Rania terdiam, bingung harus merespons apa. Ia tak menyangka jika Handoko, mantan suaminya itu ternyata tak menikah lagi dan mengurus ibunya yang sakit. Namun sebelum ia sempat berkata apa-apa, suara ketukan pintu terdengar.
"Sebentar," ucap Rania sambil berjalan ke pintu. Ketika membukanya, ia terkejut melihat Terama berdiri di sana. Terama mengenakan kemeja batik berlengan panjang, tampak rapi dan serius. Namun yang lebih mencolok adalah dua pria bertubuh tegap di belakangnya, jelas sekali mereka adalah bodyguard.
"Terama?" tanya Rania, bingung.
"Selamat pagi, Bu. Maaf mengganggu. Saya kesini ingin bicara soal Magika," jawab Terama sopan.
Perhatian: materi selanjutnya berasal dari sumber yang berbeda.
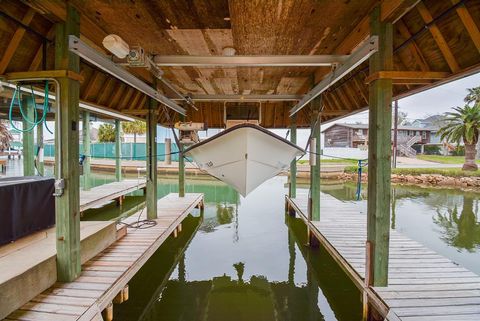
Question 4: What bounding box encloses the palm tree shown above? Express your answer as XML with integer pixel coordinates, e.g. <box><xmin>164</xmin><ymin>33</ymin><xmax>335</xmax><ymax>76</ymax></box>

Handoko, yang penasaran dengan siapa tamu tersebut, ikut mendekati pintu. Melihat Terama, ia langsung bertanya pada Rania, "Siapa dia?"
"Ini Terama, teman Magika," jelas Rania sebelum mempersilahkan Terama masuk.
Di dalam, Terama langsung duduk dengan sikap formal. Ia terlihat sedikit tegang, tetapi tetap berusaha tenang. Setelah menarik napas, ia mulai berbicara.
"Ibu, saya kesini untuk melamar Magika. Tapi, bukan untuk saya. Lamaran ini untuk kakak saya."